Abstract 12978: Genetic Status of Estrogen Receptor Modifies the Relation of Postmenopausal Hormone Therapy with Carotid Atherosclerosis Among Older Postmenopausal Women. The Three-city Cohort Study
Background: Epidemiological data have shown that postmenopausal hormone therapy (HT) may have a beneficial impact on atherosclerosis. Estrogen effects are mediated by their receptors, the activity of which can be modulated by genetic polymorphisms. However, the association of HT use with atherosclerosis has not been studied according to the genetic status of estrogen receptors.
Objectives: To investigate the influence of estrogen receptors genetic polymorphisms on the association of HT use with carotid atherosclerosis among postmenopausal women
Methods: In the French prospective Three-City cohort study, data on carotid ultrasonography and genetic status were available for 3.843 women over 65 years of age.

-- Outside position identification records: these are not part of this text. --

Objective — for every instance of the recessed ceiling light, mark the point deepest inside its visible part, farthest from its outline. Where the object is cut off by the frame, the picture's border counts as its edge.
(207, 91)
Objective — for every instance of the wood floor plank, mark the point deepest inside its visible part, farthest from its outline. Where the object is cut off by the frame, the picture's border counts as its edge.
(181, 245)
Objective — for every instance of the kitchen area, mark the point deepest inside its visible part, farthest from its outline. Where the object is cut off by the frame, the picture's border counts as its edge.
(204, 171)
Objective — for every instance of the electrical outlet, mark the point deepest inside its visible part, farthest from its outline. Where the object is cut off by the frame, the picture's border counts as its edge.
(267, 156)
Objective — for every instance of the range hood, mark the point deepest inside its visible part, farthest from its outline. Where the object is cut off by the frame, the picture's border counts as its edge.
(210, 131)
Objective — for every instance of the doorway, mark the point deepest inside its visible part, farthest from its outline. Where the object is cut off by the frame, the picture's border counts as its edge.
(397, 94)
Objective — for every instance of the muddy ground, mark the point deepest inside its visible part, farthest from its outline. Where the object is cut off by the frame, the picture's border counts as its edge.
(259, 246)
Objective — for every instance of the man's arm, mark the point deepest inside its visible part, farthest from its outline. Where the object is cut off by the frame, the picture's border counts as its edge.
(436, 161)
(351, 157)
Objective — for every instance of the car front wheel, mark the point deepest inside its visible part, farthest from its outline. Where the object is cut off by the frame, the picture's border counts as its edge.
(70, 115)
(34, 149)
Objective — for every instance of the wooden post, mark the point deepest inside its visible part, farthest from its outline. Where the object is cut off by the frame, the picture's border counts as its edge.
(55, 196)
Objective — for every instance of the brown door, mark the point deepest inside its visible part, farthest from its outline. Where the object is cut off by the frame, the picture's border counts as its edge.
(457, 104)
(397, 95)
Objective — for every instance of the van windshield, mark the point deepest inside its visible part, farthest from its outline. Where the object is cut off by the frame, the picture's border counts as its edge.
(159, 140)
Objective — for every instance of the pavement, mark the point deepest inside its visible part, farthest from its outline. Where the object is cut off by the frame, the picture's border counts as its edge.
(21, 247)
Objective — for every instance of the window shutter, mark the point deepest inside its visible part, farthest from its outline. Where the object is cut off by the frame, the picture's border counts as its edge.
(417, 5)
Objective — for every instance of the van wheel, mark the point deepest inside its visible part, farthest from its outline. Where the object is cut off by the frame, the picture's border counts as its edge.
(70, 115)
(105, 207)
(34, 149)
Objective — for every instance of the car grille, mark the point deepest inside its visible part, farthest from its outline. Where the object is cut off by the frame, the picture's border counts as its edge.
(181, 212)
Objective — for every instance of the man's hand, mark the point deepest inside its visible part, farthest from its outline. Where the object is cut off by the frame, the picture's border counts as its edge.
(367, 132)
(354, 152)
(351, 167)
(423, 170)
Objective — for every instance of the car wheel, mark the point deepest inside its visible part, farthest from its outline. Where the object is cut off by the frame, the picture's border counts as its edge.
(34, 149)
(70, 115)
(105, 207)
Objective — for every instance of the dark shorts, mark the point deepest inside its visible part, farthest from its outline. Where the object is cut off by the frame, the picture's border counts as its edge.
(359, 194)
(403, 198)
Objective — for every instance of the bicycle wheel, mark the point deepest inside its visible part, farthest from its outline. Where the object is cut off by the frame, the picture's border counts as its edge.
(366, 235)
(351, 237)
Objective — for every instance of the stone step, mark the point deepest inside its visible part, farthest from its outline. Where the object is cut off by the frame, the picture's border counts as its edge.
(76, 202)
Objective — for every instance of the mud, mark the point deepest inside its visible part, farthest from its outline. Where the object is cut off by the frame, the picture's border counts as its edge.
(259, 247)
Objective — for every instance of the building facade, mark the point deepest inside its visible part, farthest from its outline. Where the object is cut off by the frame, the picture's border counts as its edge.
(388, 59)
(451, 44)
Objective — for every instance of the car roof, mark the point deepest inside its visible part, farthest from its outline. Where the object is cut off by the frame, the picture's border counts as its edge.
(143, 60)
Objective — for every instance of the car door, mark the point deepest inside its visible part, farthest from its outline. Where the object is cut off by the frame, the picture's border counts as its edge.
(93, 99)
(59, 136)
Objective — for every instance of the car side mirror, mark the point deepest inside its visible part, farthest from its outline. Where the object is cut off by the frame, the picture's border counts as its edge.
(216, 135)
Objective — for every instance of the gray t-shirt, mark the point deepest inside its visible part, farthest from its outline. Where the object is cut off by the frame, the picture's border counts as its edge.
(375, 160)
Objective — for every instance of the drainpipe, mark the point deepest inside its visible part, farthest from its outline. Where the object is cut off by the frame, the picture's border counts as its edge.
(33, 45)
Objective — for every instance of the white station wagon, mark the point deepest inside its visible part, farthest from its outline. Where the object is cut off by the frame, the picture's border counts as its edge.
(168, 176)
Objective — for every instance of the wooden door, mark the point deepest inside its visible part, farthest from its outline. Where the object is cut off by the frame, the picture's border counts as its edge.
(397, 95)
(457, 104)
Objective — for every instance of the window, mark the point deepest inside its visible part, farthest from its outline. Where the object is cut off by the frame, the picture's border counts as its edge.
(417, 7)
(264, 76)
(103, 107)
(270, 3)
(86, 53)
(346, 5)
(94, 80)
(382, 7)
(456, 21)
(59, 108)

Standardized procedures were used to determine carotid intima-media thickness (IMT) in plaque-free site and atheroma plaques as well as to genotype estrogen receptors for several polymorphisms (rs2234693, rs9340799, rs1256049, rs4986938, rs1271572). The association of HT use with atheroma plaques and IMT, as well as potential interactions with genetic polymorphisms, were assessed by logistic and linear regressions.
Results: After adjustment for cardiovascular risk factors, current HT use decreased the risk of atheroma plaque (OR=0.82; 95 %CI: 0.67-0.99) and this association did not differ according to the characteristics of HT. In addition, the risk of atheroma plaque associated with current HT use depended on rs9340799 genetic polymorphism. Compared to non users, OR for atheroma plaque in current HT users was 0.78 (0.62-0.97) among carriers of allele A and 1.24 (0.69-2.25) among carriers of GG genotype (p for interaction=0.02). In contrast, our data showed no independent association of HT use with carotid IMT without any interaction with genetic status.
Conclusion: Current HT use may prevent atheroma plaque among postmenopausal women but this beneficial effect could depend on genetic status of estrogen receptor.
- © 2013 by American Heart Association, Inc.